In other words, the critique of calculation is conditioned by and intensified by the machinic life that determines new technological landscapes already in the early decades of the last century.
This passage from Louis Mumford, one of the great theorists of 20th c. technological culture, reminded me of Buber. “With the invention of the telegraph, a series of inventions began to bridge the gap in time between communication and response despite the handicaps of space: first the telegraph, then the telephone, and finally television. As a result, communication is now on the point of returning , with the aid of mechanical devices, to that instantaneous reaction of person to person with which it began” (cited on p.195).

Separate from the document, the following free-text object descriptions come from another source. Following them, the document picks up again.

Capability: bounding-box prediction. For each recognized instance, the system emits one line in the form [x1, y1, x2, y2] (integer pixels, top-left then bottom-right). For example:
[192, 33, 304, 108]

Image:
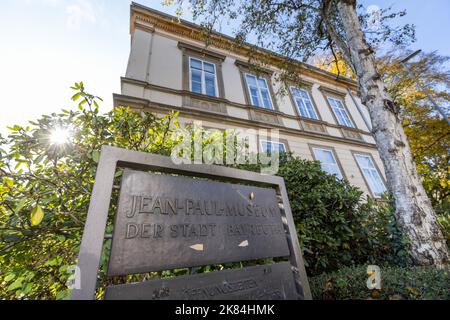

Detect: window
[260, 140, 286, 154]
[312, 147, 343, 179]
[327, 97, 355, 128]
[245, 74, 273, 109]
[291, 87, 319, 120]
[189, 57, 217, 97]
[354, 154, 387, 197]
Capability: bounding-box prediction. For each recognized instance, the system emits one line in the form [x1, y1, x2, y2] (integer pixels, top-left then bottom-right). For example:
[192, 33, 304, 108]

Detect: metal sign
[105, 262, 298, 300]
[108, 169, 290, 276]
[70, 146, 311, 300]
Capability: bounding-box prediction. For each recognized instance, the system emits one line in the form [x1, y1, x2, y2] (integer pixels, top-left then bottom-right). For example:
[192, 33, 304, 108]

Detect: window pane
[356, 155, 387, 197]
[191, 81, 201, 93]
[300, 89, 309, 99]
[204, 73, 216, 96]
[204, 62, 215, 73]
[315, 149, 334, 164]
[191, 68, 202, 81]
[246, 74, 273, 109]
[258, 78, 268, 89]
[292, 88, 318, 120]
[296, 98, 308, 117]
[249, 87, 261, 107]
[189, 58, 218, 97]
[260, 89, 272, 109]
[313, 148, 343, 179]
[328, 97, 354, 128]
[191, 69, 202, 93]
[246, 74, 257, 86]
[261, 141, 270, 154]
[304, 100, 318, 119]
[357, 155, 372, 168]
[261, 141, 285, 154]
[190, 58, 202, 70]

Perhaps Mumford was overly optimistic about technology. But I find it interesting to note how Buber’s early writings, especially in the Legends of the Baal Shem, are already concerned about the overcoming the limiting conditions of time and space; and in I and Thou, Buber famously took to the dialogue as a zone of immediacy between persons and things, persons and persons, persons and artworks, persons and God. I have argued in The Shape of Revelation, that Buber was not antinomian as much as he was polynomian, and that, in his conception, immediate relations are very much embedded in and made possible by the Gestalt-like patterns he thought these immediate relations generated.

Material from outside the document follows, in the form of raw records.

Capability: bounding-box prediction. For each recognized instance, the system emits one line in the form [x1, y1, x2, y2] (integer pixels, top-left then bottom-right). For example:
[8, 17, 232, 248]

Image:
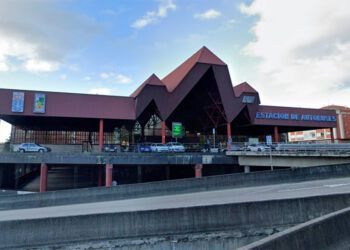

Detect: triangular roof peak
[196, 46, 226, 65]
[233, 82, 258, 97]
[143, 73, 164, 86]
[162, 46, 226, 92]
[130, 73, 165, 97]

This is definitely not how Buber would have understood himself, at least not in the early 1920s. While Buber circa 1922 was famous for rejecting the kinds of mediating forms and techniques that distort the life of genuine dialogue and authentic encounter, what Buber did not perhaps understand at this juncture is the affinity between dialogical relationship and Gestalt-form, on the one hand, and, on the other hand, the feedback loops discussed by Modern in his essay in Stolow’s book on technology and religion.
Against the grain, Buber’s can be understood as a machine philosophy, his Judaism a techno-religion, whose primary medium was sought in language itself. This becomes increasingly more clear as Buber worked past the kind of positioning that characterized I and Thou. It is is particularly evident in his Bible translation work with Rosenzweig. As I’ve also argued, Buber’s approach to technology moderated already by the 1929 essay “Dialogue,” where he entertained the idea that a worker might enter into a an I-You relation with the machines with which he [sic] worked. But looking over the arc of Buber’s life as a writer, you can see how it all comes back to the notion in the earliest work, circa 1907, that the space-time continuum can be stretched out of the shape into new configurations.
Zak, I wrote recently of “the wonder of communicative mutuality, where shared words seem part of a couple’s dance flowing flawlessly in ways that would seem, were we to notice, infinitely apt and pleasing. When this happens with colleagues or friends, with children or lovers, it marks an instant of faith not just as promise (we do strive to connect) but as harvest. It’s not the shared achievement of a negotiated settlement or new piece of observational knowledge or interesting philosophical result, important as these may be, but rather a wedding of persons, words, and worlds, grounded experientially, radiating the sense that we belong to each other and belong to the world.” I hadn’t thought of this in terms of Buber, but I wonder of there’s an ‘ur-phenomenon’ of intimate connectedness as primal as a mother’s gaze at her breast-feeding infant and the infant’s reciprocal gaze into the mother’s eyes that adumbrates and proliferates into endless rivers of possible and potential intimate connections that we commemorate in poetry and religion (Song or Songs; or “He looked and saw that it was good”) and that gets mediated by technological innovations in which the immediate is put at risk (we look at the mechanics of the iPhone, and fail to fully fly in its delivery of increased intimate connections with others — especially, say Skype). That would make technology ‘worth it’ (in aesthetic-ethical-religious terms) in proportion to its actual delivery of increased (rather than decreased) intimate communicative mutuality, or “I-Thou-ness”. Whadayathink?